Wednesday, 6 January 2010

Plagiarism: timelines and historical events from text books

Question: "Is it plagiarism to read a section in a book and rewrite it in your own words? It's hard to change to the order around because it's in a timeline of events."

Answer:

This is a tough one....

Yes, it is plagiarism if you are copying word for word.

It could also be plagiarism if the timeline was a specific argument (i.e. it could be 'idea' plagiarism), as opposed to a historical report of events.

For example (assuming your own words):

11:05 John went to the pub
11:10 John ordered a pint
11:15 John sat down

would not be (in my opinion) plagiarism as you are reporting a series of events.

But, if Calvert in a paper in 2010 reported:

"1920 X was discovered by Smith in London
1933 Y was discovered by Jones in Paris
1977 Z was discovered by Brown in Tokyo

This led to the discovery of A by Morris in 2010"

And you wrote:

"The discovery of X in London by Smith in 1920, and the subsequent discoveries of Y by Jones in 1933 and Z by Brown in 1977, led to Morris discovering A in 2010."

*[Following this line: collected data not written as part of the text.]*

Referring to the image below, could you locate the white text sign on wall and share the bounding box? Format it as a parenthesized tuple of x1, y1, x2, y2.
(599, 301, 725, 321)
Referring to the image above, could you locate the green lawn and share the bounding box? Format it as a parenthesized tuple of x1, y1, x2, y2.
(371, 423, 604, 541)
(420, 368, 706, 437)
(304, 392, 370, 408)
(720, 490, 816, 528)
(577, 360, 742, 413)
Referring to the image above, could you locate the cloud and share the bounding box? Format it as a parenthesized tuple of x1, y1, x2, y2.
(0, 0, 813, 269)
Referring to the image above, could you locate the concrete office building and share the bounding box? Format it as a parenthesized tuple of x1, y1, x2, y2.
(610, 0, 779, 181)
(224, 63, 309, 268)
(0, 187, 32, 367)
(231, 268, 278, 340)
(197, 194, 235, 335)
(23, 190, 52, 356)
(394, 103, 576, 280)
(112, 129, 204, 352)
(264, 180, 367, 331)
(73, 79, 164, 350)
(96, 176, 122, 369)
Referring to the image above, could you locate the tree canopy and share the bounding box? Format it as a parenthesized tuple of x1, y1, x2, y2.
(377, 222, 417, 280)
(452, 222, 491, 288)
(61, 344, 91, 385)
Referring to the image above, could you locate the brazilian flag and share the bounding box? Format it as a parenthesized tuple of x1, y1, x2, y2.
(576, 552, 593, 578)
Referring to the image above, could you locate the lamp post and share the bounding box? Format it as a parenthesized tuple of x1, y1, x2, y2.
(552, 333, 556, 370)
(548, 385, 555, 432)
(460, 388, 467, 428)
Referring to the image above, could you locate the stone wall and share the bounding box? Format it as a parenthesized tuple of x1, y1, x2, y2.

Then although that wouldn't be 'text' plagiarism it would be 'idea' plagiarism as you are passing off the hard work and reading of Calvert as your own. The correct way to report this would be:

"The discovery of X in London by Smith in 1920, and the subsequent discoveries of Y by Jones in 1933 and Z by Brown in 1977, led to Morris discovering A in 2010 (Calvert, 2010)."

That is, the inclusion of the reference of Calvert 'protects' against an accusation of 'idea' plagiarism, and putting the 'findings' in your own words 'protects' against 'text' plagiarism.

Alternatively, if you have made the connection between the events yourself (i.e. you have done all the hard work of finding the original papers and making the connections) then it would not plagiarism.